When Montclair State University students return to the state’s second largest university in September, they will be attending an institution with a new designation: public research university.
This comes after Gov. Chris Christie signed legislation on Friday that designates MSU as a public research university. The legislation was sponsored in both the state Senate and Assembly in June by several officials, including those representing Montclair such as state Sen. Nia Gill and state Assembly members Sheila Oliver and Thomas Giblin.
The Senate approved the bill by a 35-0 vote while the Assembly approved the bill by a vote of 75-0.
Gill said in a statement to The Times, “Montclair State University has done remarkable work over more than a decade to expand its educational programs and research initiatives.
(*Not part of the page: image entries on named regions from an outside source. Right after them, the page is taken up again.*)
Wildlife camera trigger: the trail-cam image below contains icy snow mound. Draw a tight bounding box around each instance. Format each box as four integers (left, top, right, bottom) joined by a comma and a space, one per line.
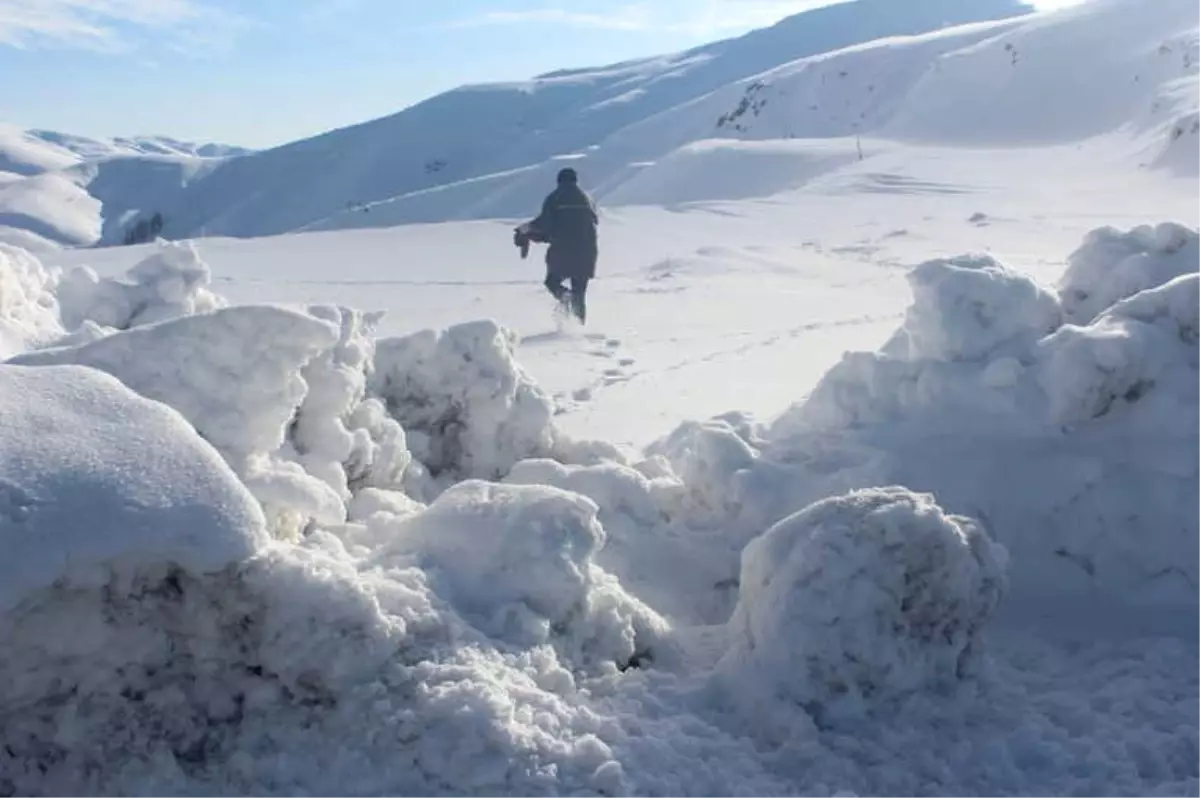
1038, 264, 1200, 434
58, 241, 226, 330
0, 244, 62, 360
367, 480, 666, 670
288, 305, 413, 500
720, 488, 1006, 721
1058, 223, 1200, 324
0, 366, 266, 612
894, 256, 1062, 361
11, 306, 346, 536
758, 224, 1200, 614
12, 306, 337, 456
368, 322, 554, 487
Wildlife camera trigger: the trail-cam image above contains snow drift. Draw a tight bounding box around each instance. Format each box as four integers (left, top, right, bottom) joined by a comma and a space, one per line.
721, 488, 1004, 719
0, 366, 266, 611
748, 226, 1200, 611
0, 244, 64, 358
58, 236, 224, 330
371, 322, 554, 492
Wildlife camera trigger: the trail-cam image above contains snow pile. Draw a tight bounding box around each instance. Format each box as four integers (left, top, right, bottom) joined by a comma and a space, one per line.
11, 306, 346, 534
0, 366, 266, 611
893, 256, 1062, 361
758, 220, 1200, 613
58, 241, 226, 330
368, 322, 554, 487
1058, 223, 1200, 324
1038, 263, 1200, 433
0, 244, 62, 359
647, 414, 761, 518
367, 480, 666, 671
720, 488, 1006, 722
289, 306, 413, 500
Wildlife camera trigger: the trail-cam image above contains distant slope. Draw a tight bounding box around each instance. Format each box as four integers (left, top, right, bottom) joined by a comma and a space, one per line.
308, 0, 1200, 229
0, 125, 251, 250
28, 131, 254, 161
142, 0, 1028, 236
9, 0, 1200, 245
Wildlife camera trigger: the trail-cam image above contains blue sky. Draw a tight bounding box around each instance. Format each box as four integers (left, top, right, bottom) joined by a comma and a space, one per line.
0, 0, 1072, 146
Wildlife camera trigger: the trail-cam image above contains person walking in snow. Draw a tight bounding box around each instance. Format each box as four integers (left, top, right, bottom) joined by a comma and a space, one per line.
514, 168, 600, 324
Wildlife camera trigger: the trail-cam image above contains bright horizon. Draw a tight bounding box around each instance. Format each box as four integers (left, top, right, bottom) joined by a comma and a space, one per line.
0, 0, 1080, 148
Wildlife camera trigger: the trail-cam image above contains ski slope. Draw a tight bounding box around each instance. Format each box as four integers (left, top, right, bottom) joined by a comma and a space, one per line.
7, 0, 1200, 798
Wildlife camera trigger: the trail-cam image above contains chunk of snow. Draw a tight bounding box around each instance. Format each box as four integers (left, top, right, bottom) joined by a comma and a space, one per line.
12, 306, 346, 536
0, 242, 62, 360
721, 488, 1006, 718
370, 322, 554, 492
904, 256, 1062, 361
58, 241, 226, 330
1038, 271, 1200, 424
289, 306, 413, 499
13, 306, 337, 457
758, 228, 1200, 617
0, 366, 266, 612
367, 480, 666, 670
1058, 223, 1200, 324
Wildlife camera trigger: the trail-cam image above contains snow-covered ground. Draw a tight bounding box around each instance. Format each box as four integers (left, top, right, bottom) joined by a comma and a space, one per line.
7, 0, 1200, 798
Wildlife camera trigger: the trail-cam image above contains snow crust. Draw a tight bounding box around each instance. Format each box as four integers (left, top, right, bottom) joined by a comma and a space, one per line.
756, 220, 1200, 607
0, 216, 1200, 798
371, 322, 554, 492
0, 365, 266, 613
722, 488, 1006, 719
58, 241, 224, 330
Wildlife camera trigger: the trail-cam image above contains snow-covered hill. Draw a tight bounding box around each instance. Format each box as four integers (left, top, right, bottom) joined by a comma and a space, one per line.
0, 0, 1027, 244
308, 0, 1200, 229
0, 124, 1200, 798
0, 125, 251, 250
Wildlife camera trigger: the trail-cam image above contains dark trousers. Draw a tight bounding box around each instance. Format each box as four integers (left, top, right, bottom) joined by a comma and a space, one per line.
545, 272, 588, 323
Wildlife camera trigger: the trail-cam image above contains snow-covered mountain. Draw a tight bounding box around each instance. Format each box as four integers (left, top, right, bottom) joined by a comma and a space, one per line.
7, 0, 1200, 250
0, 0, 1028, 244
0, 125, 252, 250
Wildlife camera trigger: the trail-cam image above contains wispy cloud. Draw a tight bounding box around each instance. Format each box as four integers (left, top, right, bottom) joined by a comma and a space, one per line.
450, 0, 845, 36
0, 0, 246, 52
449, 5, 654, 30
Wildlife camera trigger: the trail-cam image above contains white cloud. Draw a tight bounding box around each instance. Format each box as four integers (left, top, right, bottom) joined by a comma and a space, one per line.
450, 5, 653, 30
0, 0, 244, 50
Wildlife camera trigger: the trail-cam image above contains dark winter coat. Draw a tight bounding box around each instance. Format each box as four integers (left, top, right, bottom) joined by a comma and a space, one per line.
529, 182, 600, 280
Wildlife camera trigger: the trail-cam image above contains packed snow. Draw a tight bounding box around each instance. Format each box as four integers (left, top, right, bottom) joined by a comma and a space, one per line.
7, 0, 1200, 798
7, 204, 1200, 796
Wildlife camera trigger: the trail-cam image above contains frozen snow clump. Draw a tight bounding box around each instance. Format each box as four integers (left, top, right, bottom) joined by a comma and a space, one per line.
370, 322, 554, 486
59, 241, 226, 330
13, 306, 346, 536
0, 244, 64, 360
1058, 222, 1200, 324
0, 366, 266, 612
365, 480, 665, 670
13, 306, 337, 460
1038, 274, 1200, 431
647, 414, 762, 520
721, 487, 1007, 720
289, 305, 412, 500
890, 256, 1062, 361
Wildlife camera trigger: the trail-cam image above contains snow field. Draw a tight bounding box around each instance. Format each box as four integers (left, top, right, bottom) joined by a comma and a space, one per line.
0, 216, 1200, 798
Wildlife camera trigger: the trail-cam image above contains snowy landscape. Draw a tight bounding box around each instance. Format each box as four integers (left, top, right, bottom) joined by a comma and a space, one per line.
0, 0, 1200, 798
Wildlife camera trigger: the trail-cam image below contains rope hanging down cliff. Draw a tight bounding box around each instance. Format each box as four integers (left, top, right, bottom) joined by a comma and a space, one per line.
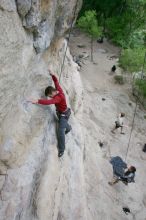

In light of its success, Montclair State has earned the status as public research university and this law formally conveys this designation.”
Montclair State University President Susan Cole told The Montclair Times that the legislation came about after she approached Gill recently to look into the state granting this designation.
Cole said it would follow the school’s classification as a research doctoral institution by the Carnegie Classification of Institutions of Higher Education, and classification by the New Jersey Secretary of Higher Education’s Office as a doctoral degree-granting institution.
She said the significance of the designation for the school is that it would put it on par with other public research universities in the state and across the country.
Cole pointed out that the state legislature still saw MSU as a state college, and that the designation helps the university receive more funding and recognition from the state as fitting its status as a university serving over 21,000 undergraduate and graduate students.
“Having this designation is a leg-up for us and will enable us to be competitive,” Cole said. “Getting out of that [state college] category is very important.”
Cole said the legislation being signed is an acknowledgement by the state that is “both very appropriate and very welcome,” and is a reminder to the state to better utilize the school’s resources.
She said one of the short-term advantages for the university being designated as a public research university is MSU not having to operate under New Jersey regulations for state colleges, which would allow the college to easily enter into public/private partnerships with various entities for construction and other projects.
Another short-term advantage of the designation is expanding the eligibility of Montclair State students for tuition aid grants — a figure estimated at 630 additional students each year.
Cole said the long-term impact of being a public research university is that MSU can attract top faculty and students, along with federal research dollars.